The article focuses on a historians attempt to recognize Kim Il Sung in the resistance movement against the Japanese colonization.
Kang Man Gil, a renowned historian appointed as head of a prestigious government committee preparing for the 60th anniversary of Korea’s liberation from Japanese colonial rule, was asked a question by a reporter last week and he said what few historians dispute. When his reply was reported, however, many South Koreans called for Kang’s dismissal.
Kang said last week that Kim Il Sung, the late North Korean president, had fought against colonial Japan.
“It’s a historical fact,” Kang said, adding that “Kim’s anti-Japanese struggle should be considered part of the nation’s independence movement.”
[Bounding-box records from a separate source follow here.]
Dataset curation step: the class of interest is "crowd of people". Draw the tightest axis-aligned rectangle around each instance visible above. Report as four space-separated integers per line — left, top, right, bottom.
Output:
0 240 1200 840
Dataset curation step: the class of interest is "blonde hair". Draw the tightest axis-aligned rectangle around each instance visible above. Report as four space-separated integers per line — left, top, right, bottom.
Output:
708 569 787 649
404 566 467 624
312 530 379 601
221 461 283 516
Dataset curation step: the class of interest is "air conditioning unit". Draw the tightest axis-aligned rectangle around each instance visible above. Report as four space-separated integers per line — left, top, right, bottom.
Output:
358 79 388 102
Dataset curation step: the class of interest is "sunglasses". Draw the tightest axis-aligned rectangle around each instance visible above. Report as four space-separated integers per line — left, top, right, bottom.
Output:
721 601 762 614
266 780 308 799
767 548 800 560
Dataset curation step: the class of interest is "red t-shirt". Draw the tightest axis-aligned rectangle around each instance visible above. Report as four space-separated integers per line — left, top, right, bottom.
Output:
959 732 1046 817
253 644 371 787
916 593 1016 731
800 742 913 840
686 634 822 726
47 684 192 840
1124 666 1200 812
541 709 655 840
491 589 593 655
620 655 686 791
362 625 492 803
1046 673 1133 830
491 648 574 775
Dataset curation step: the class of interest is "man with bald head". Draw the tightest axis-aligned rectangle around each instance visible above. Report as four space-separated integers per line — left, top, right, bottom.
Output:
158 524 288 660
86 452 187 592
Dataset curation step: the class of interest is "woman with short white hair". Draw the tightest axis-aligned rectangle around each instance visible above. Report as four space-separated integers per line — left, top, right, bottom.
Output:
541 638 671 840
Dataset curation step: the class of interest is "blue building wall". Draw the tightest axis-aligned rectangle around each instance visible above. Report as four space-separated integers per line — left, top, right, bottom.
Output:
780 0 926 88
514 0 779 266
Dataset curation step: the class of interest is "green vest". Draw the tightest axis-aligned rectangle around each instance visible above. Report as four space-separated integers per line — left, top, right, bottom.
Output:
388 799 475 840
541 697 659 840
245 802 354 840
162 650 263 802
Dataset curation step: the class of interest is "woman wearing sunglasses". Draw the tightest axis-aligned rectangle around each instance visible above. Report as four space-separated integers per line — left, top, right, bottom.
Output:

So maybe the Japanese are not the only ones white washing past history?
The controversy over Kang’s comment illustrates how divided South Koreans are, as the government of President Roh Moo Hyun tries to re-examine the nation’s modern history.
It also reminds South Koreans that, a decade after his death, the Communist leader’s specter is still haunting them.
Here are some funny propaganda “facts” put out by the communists up North.
The personality cult in North Korea surrounding “Great Leader” Kim and his son, the current leader, Kim Jong Il, rests on the senior Kim’s mythical role as an anti-Japanese resistance hero.
Monuments, murals, poems and operas celebrate Kim’s rebel days, especially his guerrilla unit’s daring raid on a Japanese police station in 1937, at the height of colonial repression.
Communist propagandists claim that the nation was liberated by Kim himself. They even credit Kim with miracles reminiscent of Biblical stories: Kim turning pine cones into hand grenades, or Kim taking his troops across a river on a tree leaf that he turned into a boat.
After his death in 1994, North Korea embalmed Kim’s body for public display in a mausoleum, gave him the posthumous title of “eternal president” and began marking his birthday as the “Sun’s Day.”
The nation even invented a new calendar, counting the world’s history from Kim’s birthday, April 15, 1912. North Korea once called that the 20th century’s “most turbulent day,” the day when the “Sun of the East” rose and when the British passenger ship Titanic, symbol of “swashbuckling Western imperialism,” sank. In the world according to North Korea, this is the year 94.
Read the rest of the article on your own because it is good reading but it just goes to show every country has skeltons in its closet in regards to history. The fact the Kim Il Sung was an active resistance fighter is definitely a piece of history Korea wants to keep quiet about.